We denounce that violence against those who protest has begun, but it is not carried out by CBST union leaders or workers convinced that the government must be defended, no, it is carried out by groups of armed motorists, paid by the government, who calls them “colectivos”, but who are really mercenary bands organized to intimidate and attack citizens who are working people and who demand respect for their rights, they do not attack rich people or criminals. The civilian repressors, paid by the governmental leadership and sponsored by the pro-neoliberal union bureaucracy, act outside the Constitution and are a threat to the citizenry.
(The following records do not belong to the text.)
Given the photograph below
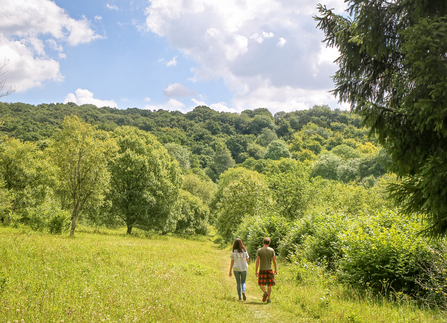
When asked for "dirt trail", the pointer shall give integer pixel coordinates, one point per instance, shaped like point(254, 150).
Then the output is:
point(262, 312)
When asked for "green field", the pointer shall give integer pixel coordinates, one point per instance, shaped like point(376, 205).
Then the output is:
point(108, 276)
To justify its “fulminating combat plan”, the CBST also says that the protesters are resurrecting the “extinct CTV” but it turns out that it was the government, through the Ministry of Labor, who “resuscitated” the CTV and other trade union centres of the opposition right wing, through their “tripartite dialogues”, dialogues endorsed by the ILO. Such tripartite mechanisms, set up by the government with the support of the imperialist centres, give a strong role to Fedecamaras [opposition employers federation] and the leaderships of certain trade unions . It is no accident that they exclude the CUTV and non-confederate grassroots organisations, to legitimise neoliberal policies that assure the capitalists maximum profit at the lowest cost, sacrificing the rights and dignity of the working class.
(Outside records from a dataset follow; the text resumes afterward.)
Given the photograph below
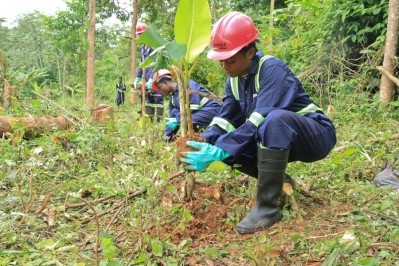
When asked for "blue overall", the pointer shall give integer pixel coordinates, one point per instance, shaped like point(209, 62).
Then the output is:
point(279, 115)
point(154, 98)
point(203, 109)
point(120, 93)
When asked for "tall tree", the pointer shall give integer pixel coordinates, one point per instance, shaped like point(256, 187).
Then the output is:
point(133, 96)
point(91, 34)
point(387, 88)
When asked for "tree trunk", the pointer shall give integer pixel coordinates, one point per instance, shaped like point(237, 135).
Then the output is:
point(91, 34)
point(133, 94)
point(387, 88)
point(102, 113)
point(33, 125)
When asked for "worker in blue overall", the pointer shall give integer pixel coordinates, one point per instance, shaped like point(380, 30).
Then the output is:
point(120, 92)
point(266, 120)
point(154, 101)
point(203, 108)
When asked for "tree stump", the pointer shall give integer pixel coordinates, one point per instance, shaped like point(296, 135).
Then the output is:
point(102, 113)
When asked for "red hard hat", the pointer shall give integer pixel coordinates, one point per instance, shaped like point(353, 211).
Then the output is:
point(140, 27)
point(230, 34)
point(158, 75)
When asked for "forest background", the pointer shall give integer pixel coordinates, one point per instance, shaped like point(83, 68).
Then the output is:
point(333, 46)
For this reason, the leadership of the employers, of the government and the [compliant] trade unionists need to isolate and destroy the non-controllable trade union organizations opposed to the neoliberal plan. The aristocracy of the CBST

is not mistaken in its fascist-like  communiqué: they are an odious trade union elite, distant and disconnected from the reality suffered by the working class.
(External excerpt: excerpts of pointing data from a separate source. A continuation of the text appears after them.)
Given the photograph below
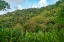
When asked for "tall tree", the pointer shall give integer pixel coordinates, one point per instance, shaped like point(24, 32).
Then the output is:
point(4, 5)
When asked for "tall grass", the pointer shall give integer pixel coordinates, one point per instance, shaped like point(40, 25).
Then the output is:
point(11, 35)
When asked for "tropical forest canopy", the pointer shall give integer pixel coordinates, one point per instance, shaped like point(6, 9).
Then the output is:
point(45, 24)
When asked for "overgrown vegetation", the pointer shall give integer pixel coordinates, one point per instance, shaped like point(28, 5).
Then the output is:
point(45, 24)
point(11, 35)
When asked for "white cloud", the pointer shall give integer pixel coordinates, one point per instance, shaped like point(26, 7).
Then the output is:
point(19, 7)
point(34, 6)
point(14, 1)
point(41, 3)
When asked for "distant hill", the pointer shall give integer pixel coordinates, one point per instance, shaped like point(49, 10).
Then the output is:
point(32, 19)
Our response: to fight united without allowing ourselves to be intimidated or manipulated.

In the face of this situation, it is necessary to respond with the broadest unity of action of all workers, activists, and retirees, affected and threatened by the massive violations of the Constitution committed by the national government regarding human, civil, social, labor, and political rights. State terrorism against the working people must be confronted with the collective and united courage of millions of men and women who, regardless of their political sympathies, need to enforce their violated rights and fight for a better life. For this reason, we also appeal to the solidarity of international class-conscious trade unionism.

The false polarization (Chavismo-Opposition) only serves to manipulate and divide the working people; the real division that exists in Venezuelan society (as in all capitalist societies) is between bosses and workers, between the bourgeoisie and the working class, between exploiters and the exploited, between the oppressors and the oppressed, between those at the top enjoying power and those of us at the bottom trampled by the powerful. It is clear, and becoming more and more clear, that the State and the present government are not on the side of the exploited and oppressed, but on the side of the exploiters and oppressors.

United we will be invincible!

Whoever governs, we will defend our rights!